Teresa Brambilla (23 October 1813 – 15 July 1895) was an Italian soprano best known for having first interpreted the role of Gilda in Giuseppe Verdi's opera Rigoletto. During a career that spanned 20 years, she sang throughout Italy and in other European cities, including Paris, Barcelona and Odessa.

==Life and career==
Teresa Brambilla was born in Cassano d'Adda to a musical family. Her parents were Gerolamo and Angela Brambilla. Teresa was one of five sisters who all became opera singers. Her elder sister, Marietta (1807–1875) was a contralto who specialised in travesti roles and sang in the premieres of several of Donizetti's operas. Her younger sister, Giuseppina (1819–1903) was a mezzo-soprano who appeared in major opera houses in Italy, Spain, and England. Her other two sisters, Annetta and Lauretta, were sopranos who had lesser careers, appearing primarily in Italian opera houses. Like her sisters, Teresa Brambilla studied at the Milan Conservatory, where she first became acquainted with Giuseppina Strepponi, a fellow student and the future wife of Giuseppe Verdi.
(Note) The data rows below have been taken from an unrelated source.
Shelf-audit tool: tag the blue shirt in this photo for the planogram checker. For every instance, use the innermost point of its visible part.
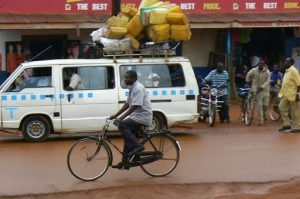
(275, 76)
(217, 79)
(138, 97)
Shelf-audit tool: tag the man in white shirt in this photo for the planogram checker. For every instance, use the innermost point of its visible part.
(75, 80)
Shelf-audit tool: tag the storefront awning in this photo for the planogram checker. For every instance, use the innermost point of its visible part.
(250, 20)
(52, 21)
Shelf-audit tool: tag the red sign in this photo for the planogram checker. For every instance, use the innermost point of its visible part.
(55, 6)
(230, 6)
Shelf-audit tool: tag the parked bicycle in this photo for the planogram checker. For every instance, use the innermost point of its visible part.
(209, 103)
(248, 106)
(90, 158)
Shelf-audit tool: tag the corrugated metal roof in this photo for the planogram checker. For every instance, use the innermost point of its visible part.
(246, 17)
(47, 18)
(35, 21)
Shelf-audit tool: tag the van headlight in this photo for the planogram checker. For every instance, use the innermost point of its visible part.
(214, 92)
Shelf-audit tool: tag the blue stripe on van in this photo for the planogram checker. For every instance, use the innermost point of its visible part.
(23, 97)
(42, 97)
(33, 97)
(80, 95)
(90, 95)
(13, 97)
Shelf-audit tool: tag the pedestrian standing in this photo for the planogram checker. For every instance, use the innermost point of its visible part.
(217, 77)
(259, 78)
(290, 96)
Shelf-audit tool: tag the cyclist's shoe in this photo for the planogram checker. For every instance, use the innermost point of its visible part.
(135, 150)
(284, 128)
(295, 131)
(121, 166)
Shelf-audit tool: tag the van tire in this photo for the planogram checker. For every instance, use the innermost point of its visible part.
(36, 128)
(157, 123)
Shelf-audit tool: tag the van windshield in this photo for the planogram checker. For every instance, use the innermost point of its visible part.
(156, 75)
After her professional debut in 1831, Brambilla initially sang in several smaller opera houses in northern Italy but in 1833 scored a considerable success at Milan's Teatro Carcano singing Agnese in Bellini's Beatrice di Tenda and the leading soprano role in Fioravanti's Le cantatrici villane. She then appeared in Russia at the Odessa Opera House, which at the time specialised in Italian opera. Upon her return to Milan in 1837, she sang with her sister Marietta at La Scala in the world premiere of In morte di Maria Malibran de Bériot, a cantata in memory of Maria Malibran composed by Gaetano Donizetti, Giovanni Pacini, Saverio Mercadante, Nicola Vaccai and Pietro Antonio Coppola. After singing in Barcelona, she returned to La Scala for the 1839/1840 season in Mercadante's Le due illustri rivali and the world premieres of Mazzucato's I corsari and Coccia's Giovanna II.